Today, "power is operating in an absolutely 'gore' manner."

For Meruane, one of the most resonant voices in modern Latin American literature, in the last century, "power" acted in the shadows, leaving no "evidence" of its crimes.

"They were made to disappear, that is, there was no evidence of what had happened to those bodies. Whether they had been tortured, whether their throats had been cut. They were thrown into the sea, buried in mass graves.

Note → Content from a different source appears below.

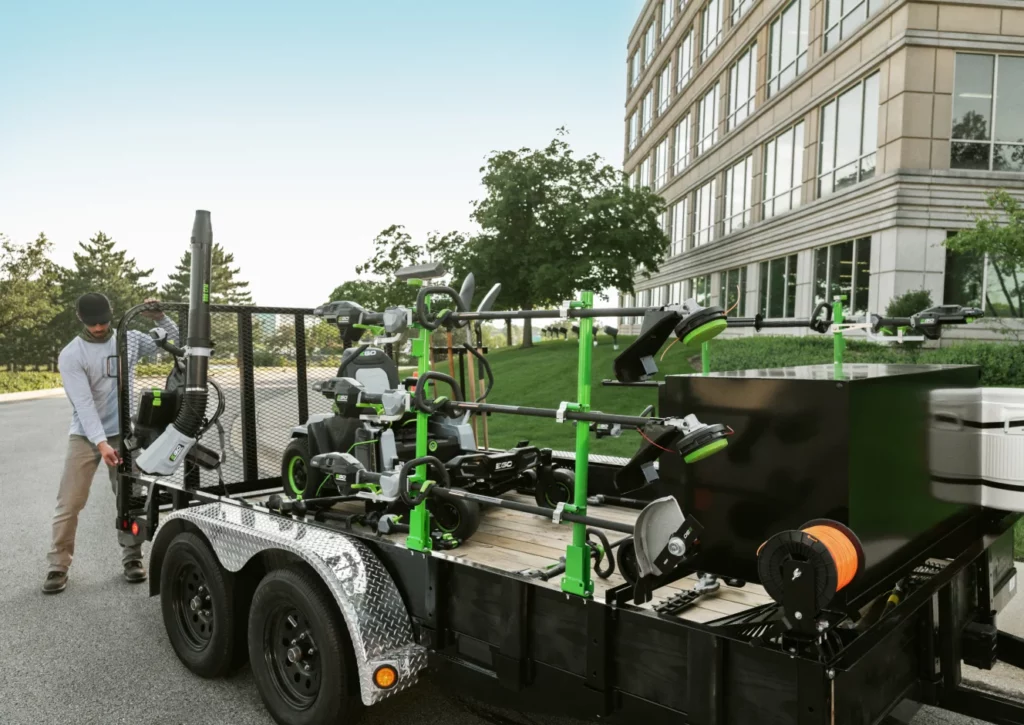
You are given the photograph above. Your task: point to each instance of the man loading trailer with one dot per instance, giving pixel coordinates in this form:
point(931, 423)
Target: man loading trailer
point(89, 374)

There was no narrative to understand what was happening," he exemplifies, referring to the modus operandi of Latin American dictatorships, which were characterized by their clandestine detention centers and the use of the term "disappeared."

While today, "power is operating in an absolutely 'gore' way, in an absolutely spectacular way," in plain sight.

Very visible and very unpunished

And to explain what she means when she mentions this cinematographic subgenre that stands out for its uncensored bloody images , the author refers to Israel's attacks on the Palestinian people, in which everything has been "very visible" and "very unpunished", "as if there were a special situation of privilege in which a nation, a country, an ideology, has the right to wipe out any other population and not suffer any consequences."

And even with the justification that they happen “in self-defense,” and under the premise that the Palestinian population “deserves it for being who they are.”

Chilean writer Lina Meruane during an interview on June 19, 2025. EFE/ Sebastiao Moreira Chilean writer Lina Meruane during an interview on June 19, 2025. EFE/ Sebastiao Moreira

This process of “dehumanizing the other and denying the other as human” allows us to “reinterpret facts as necessary facts, as positive facts, not as immoral, unethical, or criminal facts,” he describes.

The author of Palestine in Pieces (2021) reveals that she was writing a novel, but that “the acceleration of genocide” by Israel dragged her back to this terrain, which Meruane knows very well.

In this regard, he says that "probably at the end of this year" he will release in Chile a collection of articles, chronicles, and reflections on Palestine that will be called Matarlo todo (Killing Everything ).